It is a company that claims: “You can do it if you B&Q it”.
But like the best-planned DIY projects, B&Q’s Chelsea Flower Show garden has run into a few technical difficulties.
Plans for the £300,000 vertical allotment, a tower rising 30ft (9m) high (right), have been tweaked in the run up to the May show.
The garden is to sit in front of the BBC rooftop studio where Alan Titchmarsh will host BBC coverage. Alan, who has a controversial three-year contract to promote B&Q garden centres, is not allowed to comment on the B&Q garden or report on it at the world-famous show.
AG received a tip-off that the garden was being altered so it cannot be seen on TV when Alan is presenting Chelsea coverage – a claim that’s been dismissed by B&Q.

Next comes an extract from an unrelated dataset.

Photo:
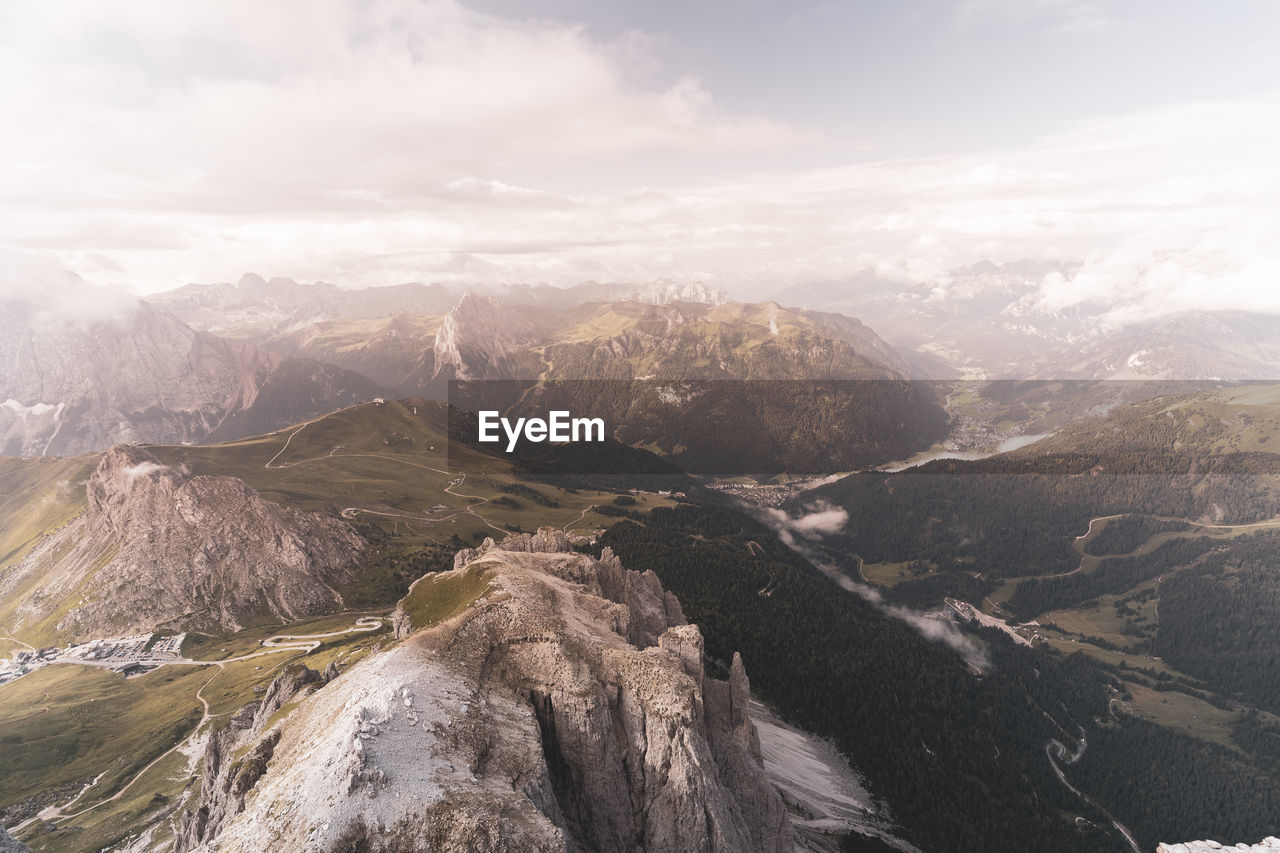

B&Q garden designer Laurie Chetwood told AG the garden had been redesigned to sit on a triangular site, and to avoid damaging a main sewer. Laurie said: “We’ve had one hell of a problem with underground sewers. The sewers go one way, and the Underground goes the other. As designers, we have to make sure that we don’t crack anything. This has no connection with the BBC or with Alan.”
AG asked the RHS if the garden was being altered to avoid a conflict of interest with Alan’s B&Q contract. An RHS spokeswoman replied: “In the lead up to Chelsea, there are always tweaks to accommodate gardens in the most appropriate manner.
“The RHS, BBC and the garden’s sponsor always work together to ensure that BBC coverage is editorially uncompromised,” she added.